Gayer stressed that training for an active shooter has taken place in the county prior to this session, but nothing of this magnitude.
“We’ve created an environment almost that of a real scenario. We’re learning a lot from it.”
A lieutenant from the Indiana State Police-Lowell Post told Gayer that he was so impressed with this training, he was going to provide feedback to his superiors for that type of training at the state level.
Students and school personnel were among the participants in Saturday’s training. Chuck Evans, Assistant Principal at the West Central High School, said the training is important so that everyone is on the same page.
“The biggest thing is we’re all working together and we’re all working for the same purpose: the safety of the community, the school and the kids,” said Evans.

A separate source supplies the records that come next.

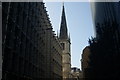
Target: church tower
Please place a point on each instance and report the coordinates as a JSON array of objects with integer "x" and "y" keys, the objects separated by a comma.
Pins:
[{"x": 65, "y": 42}]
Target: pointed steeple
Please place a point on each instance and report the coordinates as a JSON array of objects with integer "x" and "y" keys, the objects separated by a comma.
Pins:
[{"x": 63, "y": 26}]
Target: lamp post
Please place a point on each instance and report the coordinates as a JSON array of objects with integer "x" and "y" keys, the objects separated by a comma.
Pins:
[{"x": 49, "y": 62}]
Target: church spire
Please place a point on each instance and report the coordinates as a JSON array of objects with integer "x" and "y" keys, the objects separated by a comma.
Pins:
[{"x": 63, "y": 26}]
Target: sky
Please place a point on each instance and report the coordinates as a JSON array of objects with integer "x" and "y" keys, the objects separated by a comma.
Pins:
[{"x": 79, "y": 23}]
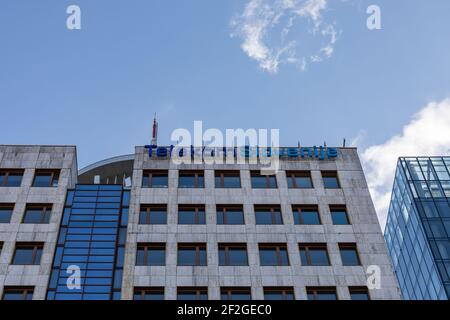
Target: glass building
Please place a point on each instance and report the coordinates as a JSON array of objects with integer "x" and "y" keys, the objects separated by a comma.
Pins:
[{"x": 418, "y": 227}]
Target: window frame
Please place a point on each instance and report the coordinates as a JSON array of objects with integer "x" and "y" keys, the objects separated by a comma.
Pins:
[
  {"x": 292, "y": 174},
  {"x": 148, "y": 213},
  {"x": 149, "y": 174},
  {"x": 45, "y": 207},
  {"x": 340, "y": 207},
  {"x": 189, "y": 246},
  {"x": 143, "y": 291},
  {"x": 285, "y": 291},
  {"x": 147, "y": 247},
  {"x": 315, "y": 291},
  {"x": 300, "y": 208},
  {"x": 277, "y": 247},
  {"x": 55, "y": 174},
  {"x": 307, "y": 247},
  {"x": 8, "y": 172},
  {"x": 24, "y": 290},
  {"x": 226, "y": 248},
  {"x": 229, "y": 291},
  {"x": 331, "y": 174},
  {"x": 256, "y": 174},
  {"x": 347, "y": 246},
  {"x": 24, "y": 245},
  {"x": 196, "y": 174},
  {"x": 224, "y": 173},
  {"x": 189, "y": 207},
  {"x": 273, "y": 211},
  {"x": 223, "y": 209},
  {"x": 7, "y": 207}
]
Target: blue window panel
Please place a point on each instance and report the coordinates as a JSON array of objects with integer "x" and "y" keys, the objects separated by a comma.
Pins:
[
  {"x": 100, "y": 266},
  {"x": 61, "y": 296},
  {"x": 102, "y": 251},
  {"x": 103, "y": 237},
  {"x": 83, "y": 211},
  {"x": 109, "y": 193},
  {"x": 81, "y": 218},
  {"x": 80, "y": 205},
  {"x": 101, "y": 259},
  {"x": 118, "y": 279},
  {"x": 106, "y": 218},
  {"x": 86, "y": 193},
  {"x": 75, "y": 259},
  {"x": 96, "y": 296},
  {"x": 78, "y": 237},
  {"x": 109, "y": 199},
  {"x": 99, "y": 273},
  {"x": 98, "y": 282},
  {"x": 84, "y": 199},
  {"x": 108, "y": 205}
]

A drill is planned at the West Central School Corporation in the near future.
“I think that will be as important as doing it here at Monterey. If it does happen, and we hope that it doesn’t, they would actually be in our school and they’ll know our surroundings and they’ll know the school. It’ll help them as well. This is a good starting point. I think it’s great!”

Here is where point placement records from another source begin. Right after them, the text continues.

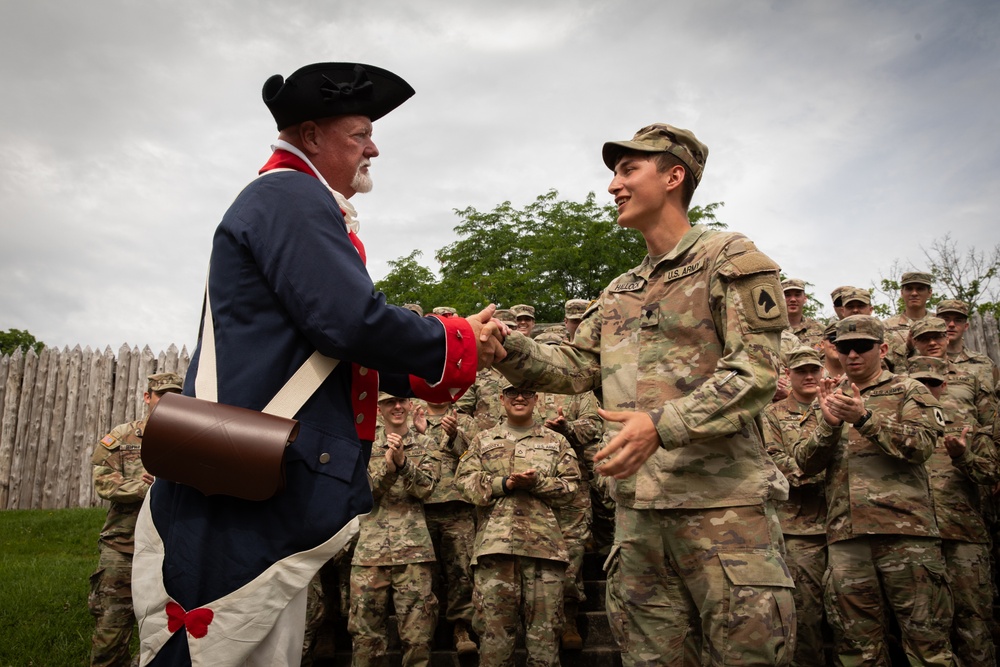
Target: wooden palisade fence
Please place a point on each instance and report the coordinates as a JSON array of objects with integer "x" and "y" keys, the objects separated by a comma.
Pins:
[{"x": 55, "y": 406}]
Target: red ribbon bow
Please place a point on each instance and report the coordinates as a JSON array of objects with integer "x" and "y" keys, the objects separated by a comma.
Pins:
[{"x": 196, "y": 621}]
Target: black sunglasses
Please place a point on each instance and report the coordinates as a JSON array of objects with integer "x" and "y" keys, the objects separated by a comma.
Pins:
[
  {"x": 510, "y": 393},
  {"x": 845, "y": 347}
]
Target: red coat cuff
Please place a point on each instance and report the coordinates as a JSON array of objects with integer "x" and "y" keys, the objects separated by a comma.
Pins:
[{"x": 460, "y": 364}]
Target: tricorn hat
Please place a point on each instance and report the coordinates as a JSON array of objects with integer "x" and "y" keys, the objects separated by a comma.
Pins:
[{"x": 322, "y": 90}]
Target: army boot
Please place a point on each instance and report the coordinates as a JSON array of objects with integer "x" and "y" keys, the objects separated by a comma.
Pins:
[
  {"x": 571, "y": 639},
  {"x": 463, "y": 643}
]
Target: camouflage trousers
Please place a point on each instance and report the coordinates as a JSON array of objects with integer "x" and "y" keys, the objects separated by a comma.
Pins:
[
  {"x": 805, "y": 556},
  {"x": 110, "y": 603},
  {"x": 869, "y": 576},
  {"x": 700, "y": 587},
  {"x": 452, "y": 526},
  {"x": 507, "y": 586},
  {"x": 574, "y": 521},
  {"x": 971, "y": 587},
  {"x": 412, "y": 587}
]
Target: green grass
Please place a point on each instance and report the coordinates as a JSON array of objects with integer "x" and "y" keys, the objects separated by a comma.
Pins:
[{"x": 46, "y": 559}]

Several students acted as victims in different scenarios and Evans believes that they learned a lot by being a part of this exercise.

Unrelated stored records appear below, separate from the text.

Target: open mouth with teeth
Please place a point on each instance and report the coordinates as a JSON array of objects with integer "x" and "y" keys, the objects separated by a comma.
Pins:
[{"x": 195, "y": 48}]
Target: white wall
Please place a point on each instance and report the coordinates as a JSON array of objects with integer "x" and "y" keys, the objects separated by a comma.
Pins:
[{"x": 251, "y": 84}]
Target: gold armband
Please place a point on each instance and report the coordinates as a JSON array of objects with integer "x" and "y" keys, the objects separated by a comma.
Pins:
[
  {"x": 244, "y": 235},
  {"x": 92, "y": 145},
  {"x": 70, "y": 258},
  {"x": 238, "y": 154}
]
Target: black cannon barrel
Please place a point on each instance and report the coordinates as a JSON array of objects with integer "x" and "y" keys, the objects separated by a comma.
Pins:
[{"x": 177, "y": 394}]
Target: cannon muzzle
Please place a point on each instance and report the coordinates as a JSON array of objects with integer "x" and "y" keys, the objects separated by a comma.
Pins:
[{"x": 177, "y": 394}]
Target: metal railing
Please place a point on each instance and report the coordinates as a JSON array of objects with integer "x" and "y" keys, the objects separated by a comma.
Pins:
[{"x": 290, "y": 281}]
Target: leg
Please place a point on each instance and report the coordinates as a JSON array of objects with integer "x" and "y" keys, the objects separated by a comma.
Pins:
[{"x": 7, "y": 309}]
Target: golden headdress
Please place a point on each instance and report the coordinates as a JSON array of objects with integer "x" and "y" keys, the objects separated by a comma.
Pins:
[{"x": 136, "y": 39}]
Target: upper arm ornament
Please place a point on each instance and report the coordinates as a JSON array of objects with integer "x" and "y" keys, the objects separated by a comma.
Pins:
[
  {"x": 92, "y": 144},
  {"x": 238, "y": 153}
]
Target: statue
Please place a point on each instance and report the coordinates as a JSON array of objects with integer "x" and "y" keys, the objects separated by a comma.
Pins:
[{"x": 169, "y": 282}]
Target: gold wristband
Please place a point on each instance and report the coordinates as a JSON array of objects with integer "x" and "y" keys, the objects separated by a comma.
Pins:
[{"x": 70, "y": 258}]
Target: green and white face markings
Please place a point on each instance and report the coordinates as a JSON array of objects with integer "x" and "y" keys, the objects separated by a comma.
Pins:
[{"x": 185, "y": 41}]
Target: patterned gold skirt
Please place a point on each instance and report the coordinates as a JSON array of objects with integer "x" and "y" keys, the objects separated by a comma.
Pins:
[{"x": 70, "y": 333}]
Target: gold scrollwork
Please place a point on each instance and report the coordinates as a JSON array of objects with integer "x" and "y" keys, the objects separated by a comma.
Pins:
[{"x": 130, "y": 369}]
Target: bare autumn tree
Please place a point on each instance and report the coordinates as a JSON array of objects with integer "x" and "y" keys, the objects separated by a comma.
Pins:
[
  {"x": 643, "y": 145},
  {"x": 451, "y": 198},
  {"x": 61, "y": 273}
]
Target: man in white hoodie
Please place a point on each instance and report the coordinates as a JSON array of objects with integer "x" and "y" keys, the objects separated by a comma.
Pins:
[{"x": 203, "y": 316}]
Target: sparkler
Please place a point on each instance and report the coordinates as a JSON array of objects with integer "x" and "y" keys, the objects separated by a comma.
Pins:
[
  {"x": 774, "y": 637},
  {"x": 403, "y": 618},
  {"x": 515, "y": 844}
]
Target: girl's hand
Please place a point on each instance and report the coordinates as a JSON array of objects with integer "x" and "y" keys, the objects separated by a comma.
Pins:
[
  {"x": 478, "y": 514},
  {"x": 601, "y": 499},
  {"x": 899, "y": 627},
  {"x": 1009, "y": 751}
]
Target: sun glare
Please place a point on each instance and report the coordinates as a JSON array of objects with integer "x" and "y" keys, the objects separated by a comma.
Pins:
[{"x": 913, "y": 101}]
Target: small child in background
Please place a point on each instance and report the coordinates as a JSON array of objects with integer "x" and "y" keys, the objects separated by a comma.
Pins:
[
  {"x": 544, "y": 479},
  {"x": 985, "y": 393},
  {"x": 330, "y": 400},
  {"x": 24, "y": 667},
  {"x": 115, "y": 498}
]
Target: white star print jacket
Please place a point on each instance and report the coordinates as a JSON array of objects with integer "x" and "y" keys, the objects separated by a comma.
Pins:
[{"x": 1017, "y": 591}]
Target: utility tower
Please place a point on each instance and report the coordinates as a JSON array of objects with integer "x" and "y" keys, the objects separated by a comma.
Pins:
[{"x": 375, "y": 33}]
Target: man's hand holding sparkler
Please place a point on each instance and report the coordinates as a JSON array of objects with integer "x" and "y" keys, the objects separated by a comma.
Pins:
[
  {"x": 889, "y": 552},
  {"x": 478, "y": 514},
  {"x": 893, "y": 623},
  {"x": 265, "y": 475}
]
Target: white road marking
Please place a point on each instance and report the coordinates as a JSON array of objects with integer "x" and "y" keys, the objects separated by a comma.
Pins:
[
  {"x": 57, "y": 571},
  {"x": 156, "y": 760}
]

“I’ve talked to them a little bit and I’ll tell you they were a little afraid of what was going to happen today. I’ve been watching them and they actually showed the same signs that they would probably in a real situation – being afraid, not knowing what to do and the unexpected. I think they’ll take away a lot from this. I think they can be a part of helping us in the future as well.”
Evans also commented that he thought it was important as a school official to be present during the training and happy to support everyone involved in the training.
The Health Department plays a big role in a situation like this and Sherry Fagner describes her role in an active shooter situation.
“We are a huge partner with all of our responders as far as EMS,” said Fagner. “The ESF-8, which is the Emergency Support Function for the comprehensive plan for our county, is health and medical. The coordinator of that group is the health department and I do play that role. In a real event, I would be doing what I’m doing now. I would be that liaison between responders and agencies that are coming in saying ‘what can we do?’ or ‘what do we need?'”
She added that the training was a great success.
“I don’t know that we could have asked for better participation. It was a huge participation which we were kind of worried that it would be one or the other and I think we have just the right amount of people here today to make it successful. Everybody here is going to learn something so that is kind of nice to see.”
Law enforcement moved through the corridors of the elementary school searching for role players portraying active shooters. Students played victims and were carried out on backboards by fire department personnel quickly as if the real situation was happening. EMS responders were performing triage and helping those who had imaginary injuries sustained in the scenario. Everyone was working together to prepare for an active shooter in a school or business.
The Braun Corporation may hold a similar training at their facility and the West Central School Corporation is working on holding a drill there. It’s important that all of these entities come together and get the training necessary to help in an emergency situation.
Pulaski County EMA Director, Larry Hoover, commented that this was a great and unique opportunity to get this training done.
“This was as realistic as you could make it without it being a real-life situation so I think they’re getting a lot out of the training as well as the fire department and EMS,” stated Hoover.
His role in a situation like this is critical also.
“I would generally be getting resources and helping get whatever they need in.”
There will be more trainings planned in the future to keep everyone in line with roles and responsibilities.